Simon Wessley, who has a track record of challenging racial profiling in psychiatry, told our outlet last week that legislation alone won't solve the over-representation of minorities in crisis care. 

"I don't think anyone thinks the mental health act itself is the reason behind over-representation," Wessley said. Today's interim report pledges to look further at interactions with police. "Trust is everything," Wessley continues. "I trust the police but the review has shown that trust is very low from some individuals towards the police."

The police are recognised as "key partners" in today's report but further difficult conversations may need to be had. 

"How is the way a young black boy behaves at school being judged?" asks Steven Gilbert. "How is behaviour being judged by the criminal justice system? We are trying to understand the degree to which this is conscious, or unconscious bias. We’re confident that over the next six months we’ll have more substantive answers to some of these questions."

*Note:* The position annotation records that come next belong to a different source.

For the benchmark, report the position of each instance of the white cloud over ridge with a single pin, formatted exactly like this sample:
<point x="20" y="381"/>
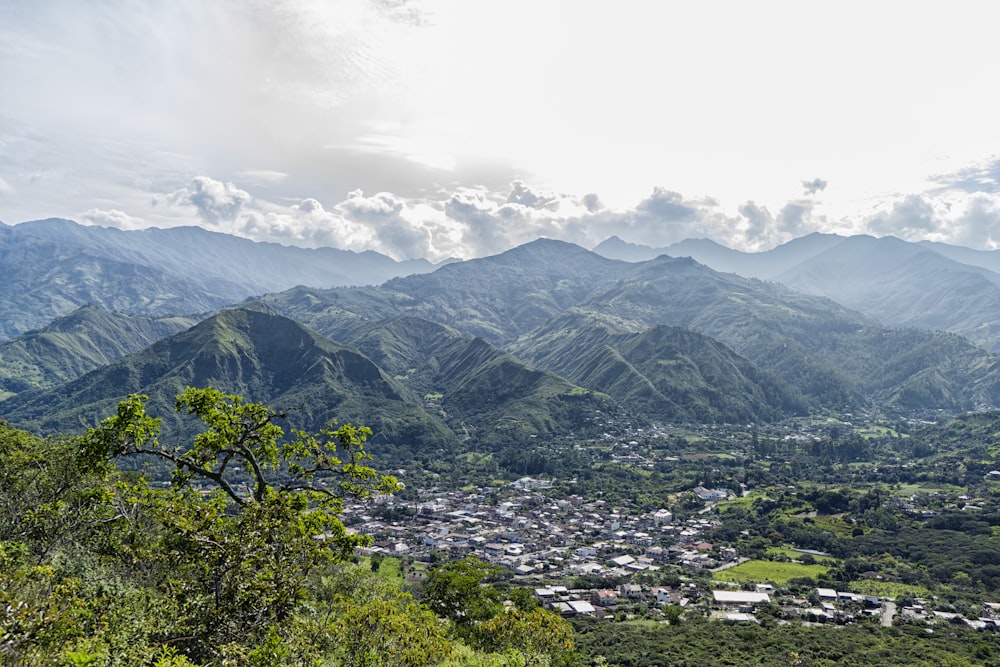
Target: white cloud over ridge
<point x="473" y="222"/>
<point x="441" y="128"/>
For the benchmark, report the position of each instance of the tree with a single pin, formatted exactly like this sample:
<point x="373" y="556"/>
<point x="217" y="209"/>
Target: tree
<point x="251" y="511"/>
<point x="458" y="591"/>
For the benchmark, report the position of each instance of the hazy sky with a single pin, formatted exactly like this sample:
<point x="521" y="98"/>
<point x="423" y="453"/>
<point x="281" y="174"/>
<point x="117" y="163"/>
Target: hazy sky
<point x="461" y="128"/>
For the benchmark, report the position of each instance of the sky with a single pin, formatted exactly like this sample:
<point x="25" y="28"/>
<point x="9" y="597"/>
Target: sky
<point x="462" y="128"/>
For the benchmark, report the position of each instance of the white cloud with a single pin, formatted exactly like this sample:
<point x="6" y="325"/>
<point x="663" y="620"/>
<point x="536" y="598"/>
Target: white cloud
<point x="112" y="218"/>
<point x="216" y="201"/>
<point x="814" y="186"/>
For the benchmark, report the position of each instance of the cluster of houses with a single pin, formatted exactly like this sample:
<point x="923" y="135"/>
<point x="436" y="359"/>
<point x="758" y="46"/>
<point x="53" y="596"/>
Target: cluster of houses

Ending Community Treatment Orders, currently requiring 5,000 people in England to report for medication on an ongoing basis, including over 4,000 black patients, look likely to be one of the tangible changes that can and will be recommended to government. The charity Mind have lobbied for it and their behind-the-scenes campaigning appears to have been heeded.

Elsewhere, the Mental Health Today community has led efforts, along with the likes of Rethink Mental Illness, to raise awareness that people should be able to choose which relative can speak for them if they under too much distress to speak for themselves. This call has been heard too.

"We want to rescue the notion of the informal patient," the review team write today. It's a mission we should all support. The consultation continues. We will continue to contribute evidence while holding the process to account. Join us in guiding the Mental Health Act review team in where they need to tighten their recommendations to government before they are finalised this autumn.